Pour l’administration fiscale, votre résidence principale est le logement où vous habitez effectivement et de manière habituelle la majeure partie de l’année, c’est-à-dire au moins 8 mois sur 12. C’est aussi l’adresse déclarée auprès de l’administration, celle qui figure sur votre avis d’imposition, et le lieu de vos intérêts professionnels et familiaux.
Par conséquent, tout bien immobilier que vous possédez en dehors de cette résidence principale est juridiquement considéré comme une résidence secondaire. Cela inclut :
- La maison de vacances à la mer ou à la montagne
- L’appartement en ville utilisé occasionnellement pour le travail
- Le logement familial hérité que vous occupez quelques semaines par an
- Un studio que vous gardez vide « au cas où »
Il n’existe pas de surface minimale ni de type de bien requis. Un studio de 15 m² comme un château de 500 m² peuvent être qualifiés de résidence secondaire dès lors qu’ils ne remplissent pas les conditions de la résidence principale.

Les critères pour distinguer résidence principale et secondaire
Voici les critères concrets que l’administration fiscale utilise pour trancher, et que j’ai vu appliquer des dizaines de fois lors de contrôles :
| Critère | Résidence principale | Résidence secondaire |
|---|---|---|
| Durée d’occupation annuelle | 8 mois minimum | Moins de 8 mois |
| Adresse fiscale déclarée | Oui | Non |
| Centre des intérêts professionnels | Lieu de travail à proximité | Éloigné du lieu de travail |
| Scolarisation des enfants | École du secteur | Hors secteur scolaire |
| Consommation d’énergie | Élevée et régulière | Faible ou saisonnière |
| Courrier et abonnements | Adresse de réception | Pas d’abonnement permanent |
| Taxe d’habitation | Supprimée depuis 2023 | Maintenue (+ majoration possible) |
En cas de doute, le fisc examine un faisceau d’indices.
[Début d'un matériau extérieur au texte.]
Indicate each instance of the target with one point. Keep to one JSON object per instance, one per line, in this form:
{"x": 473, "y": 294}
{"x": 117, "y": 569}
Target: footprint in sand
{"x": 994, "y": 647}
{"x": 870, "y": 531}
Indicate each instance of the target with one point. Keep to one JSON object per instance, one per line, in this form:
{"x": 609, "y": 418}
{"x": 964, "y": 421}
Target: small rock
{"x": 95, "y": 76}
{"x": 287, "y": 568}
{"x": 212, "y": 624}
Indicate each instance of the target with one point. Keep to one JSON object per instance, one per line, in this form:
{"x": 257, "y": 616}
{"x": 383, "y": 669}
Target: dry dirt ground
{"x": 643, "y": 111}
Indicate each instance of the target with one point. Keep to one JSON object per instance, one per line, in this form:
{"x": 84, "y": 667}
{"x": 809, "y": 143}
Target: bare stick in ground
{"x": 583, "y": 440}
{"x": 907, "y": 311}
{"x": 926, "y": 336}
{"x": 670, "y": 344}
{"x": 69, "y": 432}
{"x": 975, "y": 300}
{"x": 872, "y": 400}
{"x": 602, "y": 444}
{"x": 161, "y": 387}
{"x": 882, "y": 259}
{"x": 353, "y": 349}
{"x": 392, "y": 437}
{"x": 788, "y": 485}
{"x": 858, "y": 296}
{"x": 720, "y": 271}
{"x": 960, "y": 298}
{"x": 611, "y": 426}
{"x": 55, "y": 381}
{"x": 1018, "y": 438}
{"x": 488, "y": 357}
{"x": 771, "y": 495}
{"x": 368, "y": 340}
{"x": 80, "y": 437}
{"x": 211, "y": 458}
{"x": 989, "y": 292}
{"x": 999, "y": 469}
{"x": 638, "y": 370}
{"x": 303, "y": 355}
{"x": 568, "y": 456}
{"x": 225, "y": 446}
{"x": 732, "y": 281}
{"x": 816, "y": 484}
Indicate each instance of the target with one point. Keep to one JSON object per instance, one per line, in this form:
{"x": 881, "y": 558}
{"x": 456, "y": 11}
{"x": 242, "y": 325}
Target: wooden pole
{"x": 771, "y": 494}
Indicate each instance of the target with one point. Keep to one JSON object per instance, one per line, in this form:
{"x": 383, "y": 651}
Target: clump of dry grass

Par exemple, si vos relevés de consommation d’eau et d’électricité montrent une occupation régulière de janvier à décembre dans un logement que vous déclarez comme secondaire, l’administration peut requalifier ce bien en résidence principale, et inversement. J’ai eu un client en 2019 qui a subi un redressement parce qu’il déclarait un appartement parisien comme résidence principale alors que ses enfants étaient scolarisés en province et que ses factures d’énergie parisiennes étaient dérisoires.
Un point fondamental : vous ne pouvez déclarer qu’une seule résidence principale. Si vous êtes en couple marié ou pacsé, le foyer fiscal ne dispose que d’une seule résidence principale, même si chaque conjoint possède un bien distinct. Selon les données de l’INSEE, la France comptait environ 3,7 millions de résidences secondaires en 2023, soit environ 10 % du parc de logements.
Fiscalité de la résidence secondaire : ce qui change concrètement
C’est ici que le statut de résidence secondaire prend toute son importance. Au cours de ma carrière bancaire, j’ai vu de nombreux acheteurs sous-estimer le coût fiscal réel de leur résidence secondaire. Voici les principaux postes de dépenses fiscales :
Taxe d’habitation maintenue
Depuis 2023, la taxe d’habitation sur la résidence principale a été supprimée pour tous les foyers. En revanche, elle reste pleinement applicable aux résidences secondaires. Le montant dépend de la valeur locative cadastrale du bien et des taux votés par la commune.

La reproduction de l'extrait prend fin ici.